I'm trying to extract the information within the span with ingredient__product and ingredient__unit separately.
The code I have written goes as follows:
from urllib.request import urlopen as uReq
from bs4 import BeautifulSoup as soup
my_url = "https://dagelijksekost.een.be/gerechten/makreel-met-aardappelen-in-de-schil-en-rode-biet"
#open connectie en pagina pakken
uClient = uReq(my_url)
page_html = uClient.read()
uClient.close()
#html parsen
page_soup = soup(page_html, "html.parser")
ingredients = page_soup.find("ul",{"aria-labelledby":"ingredients-title"})

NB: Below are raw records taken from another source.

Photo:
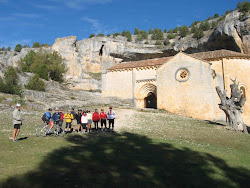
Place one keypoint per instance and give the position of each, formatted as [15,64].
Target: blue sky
[29,21]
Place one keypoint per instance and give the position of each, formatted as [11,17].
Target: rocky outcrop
[88,58]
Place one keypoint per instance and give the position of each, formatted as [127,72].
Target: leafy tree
[214,24]
[198,34]
[91,35]
[157,34]
[100,35]
[205,26]
[136,31]
[244,6]
[216,15]
[171,36]
[142,35]
[158,43]
[18,48]
[184,31]
[36,45]
[35,83]
[166,42]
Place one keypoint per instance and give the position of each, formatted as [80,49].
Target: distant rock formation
[88,58]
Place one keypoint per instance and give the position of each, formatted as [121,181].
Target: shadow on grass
[128,160]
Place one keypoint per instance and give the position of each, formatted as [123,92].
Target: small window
[182,75]
[243,89]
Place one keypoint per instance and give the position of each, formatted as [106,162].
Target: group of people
[80,121]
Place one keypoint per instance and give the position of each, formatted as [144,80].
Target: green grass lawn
[150,150]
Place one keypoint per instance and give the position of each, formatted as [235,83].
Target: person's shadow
[128,160]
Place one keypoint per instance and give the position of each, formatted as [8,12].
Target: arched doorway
[150,101]
[147,95]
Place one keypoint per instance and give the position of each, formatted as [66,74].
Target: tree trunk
[233,106]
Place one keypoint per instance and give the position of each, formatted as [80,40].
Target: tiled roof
[208,56]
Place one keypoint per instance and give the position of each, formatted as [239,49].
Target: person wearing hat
[111,118]
[74,122]
[68,118]
[103,117]
[17,121]
[78,119]
[96,118]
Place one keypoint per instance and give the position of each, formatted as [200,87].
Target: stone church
[182,84]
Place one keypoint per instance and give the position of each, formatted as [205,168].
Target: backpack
[43,117]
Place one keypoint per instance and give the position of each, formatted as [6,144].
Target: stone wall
[192,98]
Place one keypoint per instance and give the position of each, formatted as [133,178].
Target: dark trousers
[96,124]
[103,121]
[111,122]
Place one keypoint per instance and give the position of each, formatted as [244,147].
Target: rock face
[88,58]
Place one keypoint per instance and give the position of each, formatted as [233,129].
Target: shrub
[157,34]
[171,36]
[184,31]
[216,15]
[198,34]
[35,84]
[205,26]
[10,82]
[91,35]
[136,31]
[244,6]
[100,35]
[18,48]
[158,43]
[142,35]
[166,42]
[116,34]
[36,45]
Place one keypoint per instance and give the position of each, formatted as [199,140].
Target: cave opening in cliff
[101,50]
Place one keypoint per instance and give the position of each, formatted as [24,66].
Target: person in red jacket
[62,117]
[103,117]
[96,118]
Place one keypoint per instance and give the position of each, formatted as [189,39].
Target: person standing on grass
[103,117]
[78,119]
[89,115]
[17,121]
[62,117]
[68,118]
[111,118]
[74,118]
[96,118]
[84,122]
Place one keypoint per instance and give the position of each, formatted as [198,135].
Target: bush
[91,35]
[136,31]
[45,65]
[10,82]
[158,43]
[216,15]
[18,48]
[35,84]
[142,35]
[166,42]
[100,35]
[157,34]
[184,31]
[171,36]
[36,45]
[198,34]
[205,26]
[244,6]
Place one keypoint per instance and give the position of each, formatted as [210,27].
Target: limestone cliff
[86,59]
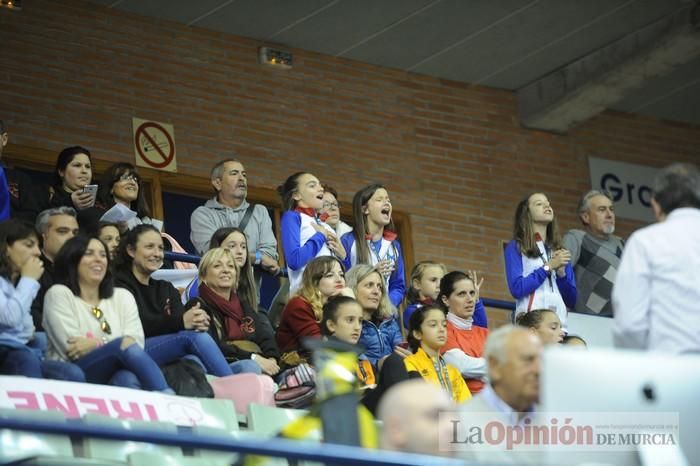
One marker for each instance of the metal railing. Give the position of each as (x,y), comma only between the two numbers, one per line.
(291,449)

ingredient = ingredients.findAll('li')
for i in range(len(ingredient)):
print(ingredient[i].text.strip())
This was my first attempt and returns me this output:
- 1 kg aardappel
- 1 sjalot
- ...
I want to separate the information in the span tag so I tried modifying my code as follows:
ingredients = page_soup.find_all("span", {"class": "ingredient"})
print(ingredients)
This only prints an empty list. It seems like I can't "access" the information between span tags
What am I doing wrong?
If I have solved this step the next step would be to cycle through multiple recipes on this site. Any tips regarding how to cycle through URLs where the part after gerechten/ is variable is welcome as well.